Tuesday, March 15, 2011

Why Is There No Looting In Japan?

There was a Tsunami that hit Japan last week if you didn't notice. It was pretty bad. Lots of people died. The country has nearly been destroyed. From what I read and see in the news, its total devastation.
Interesting side note here- there has been little to no looting in the aftermath of the destruction tsunami by the Japanese people. Apparently they have some sort of societal norm of not taking things that aren't theirs in times of emergency and chaos.
I can't recall this being the norm here in the ol' US of A. The first events that come to my mind are Katrina, Andrew and the LA Riots of the 90s. When things go sideways in America- there are typically thousands of opportunists that begin to break into stores and loot anything they can. Usually they are not just taking diapers and water but TVs and clothes and anything else of value they can get for free.
I'm scratching my head this morning trying to figure it out. In the Seattle Times this morning an article describes the Japanese psyche- "One is "shikata ga nai," which roughly translates as "it can't be helped," and is a common reaction to situations beyond one's control. The other is "gaman," considered a virtue. It means to be patient and persevere in the face of suffering."
My Friend Abraham told me that his Japanese father used to say "the tallest blade of grass gets cut".
Not necessarily American ideals, are they?
Currently, America is more like the ideals of Ricky Bobby from Talledega Nights who said "If you're not first, you're last".
I'm no social scientist. I don't think we should become everything Japan is. But I do wonder- why is there no looting in Japan when there is always looting in America?
Listen, I love America. I'm proud to be an American. But I think that there are alot of selfish self serving people in America that have little to no regard for the thoughts, feelings and actions of other people and that's not a good thing. Yes, we can't be all things to all people, but for me, in my sphere of influence, I can choose to be nice to the people around me. I can follow laws and not take what isn't mine. I can try to make someone elses day better by giving a bit of myself.
Think about it next time you're in a situation that seems dire when you think you wont get what you want.
Because here's the bottom line- people live in fear of not getting taken care of so they feel as though they must do it at the expense of others. This is not true. God knows that is going on. Matthew 6:8- "your Father knows what you need before you ask him". Rest in that today.
Don't be a looter. Don't be a person that has to shove to the front of every line. Don't live in fear of not getting yours.
Be blessed
pastor matt

Posted via email from Faith and Victory Church Blog

1 comment:

  1. Coincidentially,I got this from a friend a day or two ago.

    Japan is not Haiti ....

    Here is what to expect in the coming months out of the disaster that has affected Northeast Japan:

    How do I know .... I was living just outside of Kobe when the monstrous jishin (earthquake) hit in January 1995 and virtually destroyed the center of a major Japanese City killing 6,600 people covering a 20 mile swath. I was right in the middle.

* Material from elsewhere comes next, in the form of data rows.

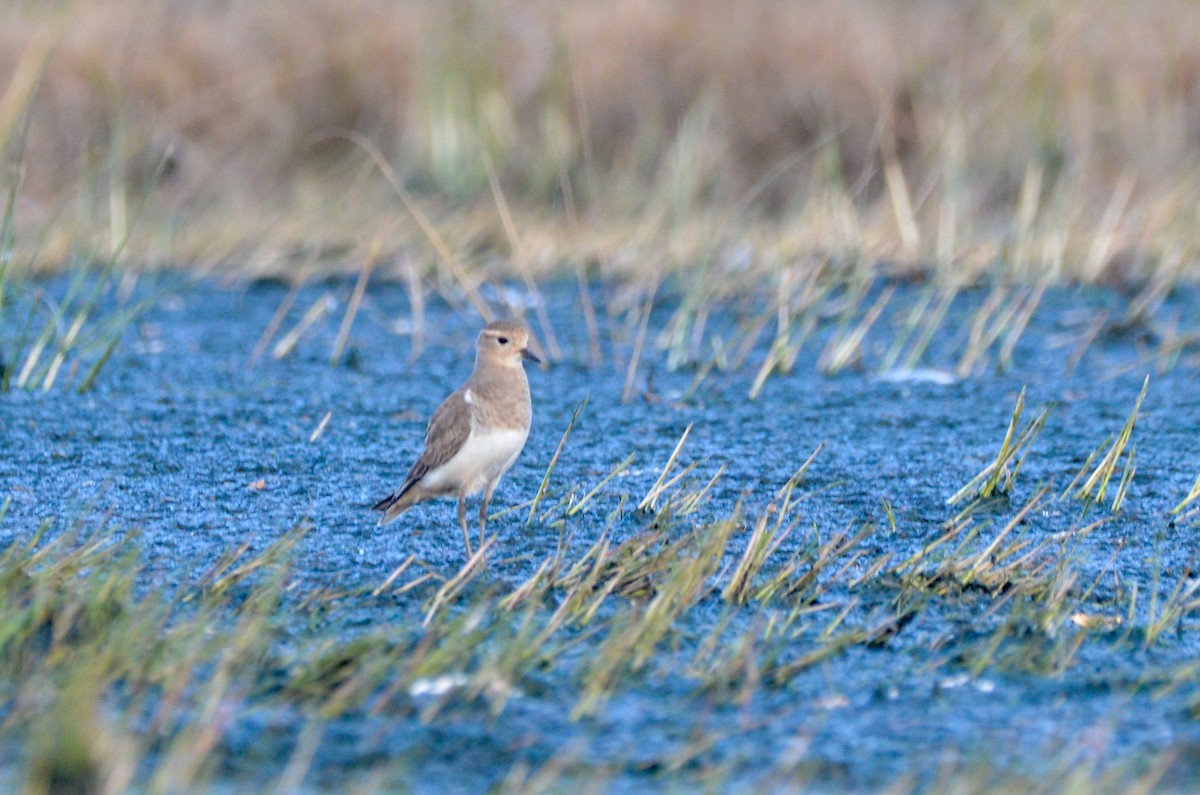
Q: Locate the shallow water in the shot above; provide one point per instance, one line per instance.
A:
(180, 425)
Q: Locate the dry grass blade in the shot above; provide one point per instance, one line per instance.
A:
(649, 501)
(844, 351)
(997, 477)
(553, 460)
(454, 586)
(317, 310)
(1097, 484)
(352, 309)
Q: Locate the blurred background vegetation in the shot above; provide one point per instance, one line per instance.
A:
(966, 138)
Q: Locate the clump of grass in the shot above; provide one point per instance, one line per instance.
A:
(1000, 476)
(1095, 488)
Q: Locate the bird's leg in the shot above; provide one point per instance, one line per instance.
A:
(483, 509)
(483, 518)
(462, 522)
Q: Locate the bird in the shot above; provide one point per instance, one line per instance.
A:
(477, 434)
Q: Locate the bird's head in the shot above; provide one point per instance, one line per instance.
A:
(505, 342)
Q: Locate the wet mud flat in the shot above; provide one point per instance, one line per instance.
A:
(623, 634)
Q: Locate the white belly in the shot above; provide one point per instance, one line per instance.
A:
(480, 461)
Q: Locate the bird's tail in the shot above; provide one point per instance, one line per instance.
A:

    Down the street from where I lived a 7 story apartment building ended up being 4 stories. My next door neighbor died from a collapsed roof.

    When the quake hit, I thought it was a bomb going off.

    Here's what didn't happen:

    There was no looting or breaking into food stores.

    There was no time for trying to blame anyone.

    There was no one cutting in the front of the line to get water.

    There were no calls to lawyers.

    Here is what did happen:

    The people in the Kobe Area were not waiting around for a US Aircraft Carrier.

    The Military was deployed immediately to dig and search.

    The Yakuza (Japanese Mafia) were the early suppliers of medical supplies and food (They had the connections and the means to get the material to the folks.

    Within days Temporary housing was being constructed all over the Area.

    Within days portable showers and toilet facilities were set up all over the Area.

    Within days, supermarkets were opened and the queues stretched endlessly as they could only let a few people in the stores at a time. There was no anger, yelling, blaming, looting, cutting in front.

    Within hours ... clean-up began by everyone .. students, teachers, seniors, yakuza, politicians. Everyone seemed to be contributing in some way.

    As a foreigner, I was treated like everyone else ....


    By the time I left Japan 4 years later, I would say 90 % of the entire City of Kobe had been rebuilt .... and consider that New York has been unable to erect a couple of building at ground zero now going on 10 years.

    So like I said, Japan is not Haiti..... nor New Orleans. They don't need us ... that is not to say they would not be unappreciative of any assistance. Probably the best thing we can do is provide portable medical facilities and staffing if requested and search sniffing dogs.